The male life expectancy in Byker is just 67 years, eleven years below the UK average.
55% of children in St. Martin's parish at the centre of Byker are living in poverty.
41% of working age adults there have no qualifications.
Church Urban Fund's new app and updated online poverty look up tool reveal the most deprived communities in the country, with inner city and coastal areas suffering disproportionately and a pronounced north/south divide.
A youth project in Benwell, where 41% of children live in poverty and 41% of working age adults have no qualifications, engages young people through education and activities, including a football club.
The project is run by Together Newcastle, an initiative that brings together church and community groups to set up activities to tackle poverty.
Steve Forster, Development Worker, Together Newcastle, said:
"This years' figures show that deprivation is particularly concentrated along England's coastline and in the North, but what people will find when they use the tool is that poverty is everywhere.
Parts of Newcastle like Byker and Benwell are notorious and come up in national statistics like these all the time.

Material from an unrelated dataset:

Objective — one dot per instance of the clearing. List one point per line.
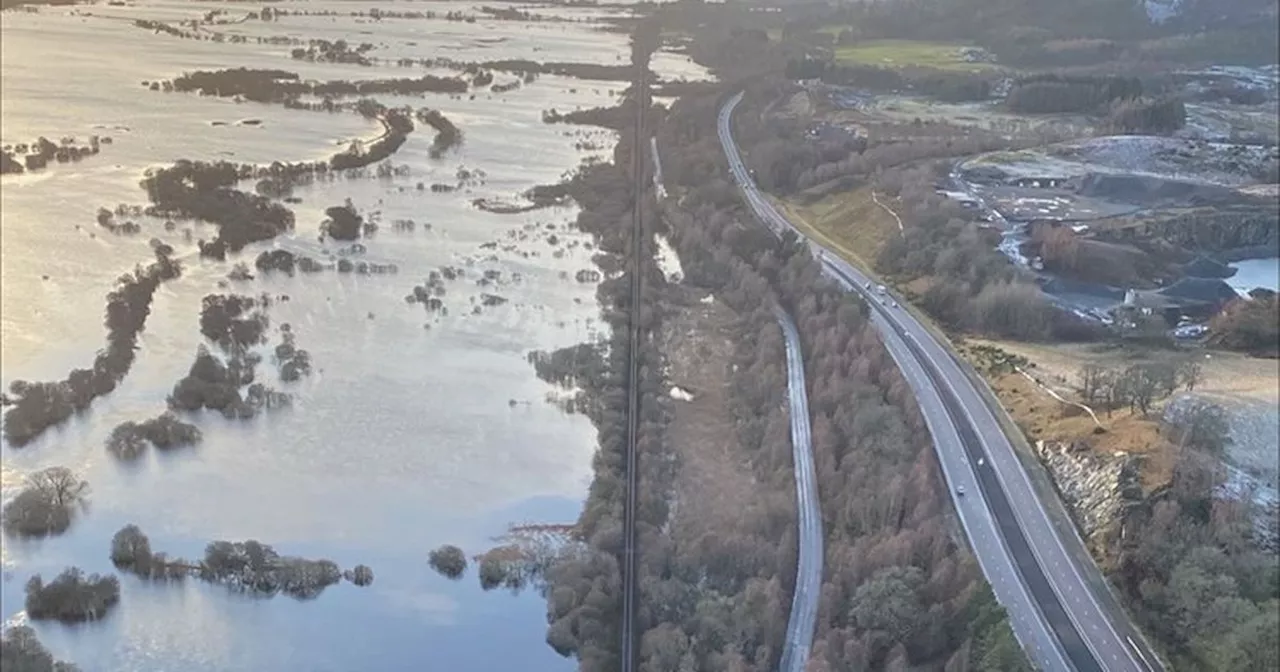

What people rarely talk about are the problems that lie underneath all these statistics, and how to address them.
The good news is, we've seen that people in these towns really look out for each other. People in the poorest areas are running debt counselling services, donating to foodbanks and supporting their vulnerable neighbours. I hope everyone reading will play with our app, explore deprivation where they live and help us to tackle poverty."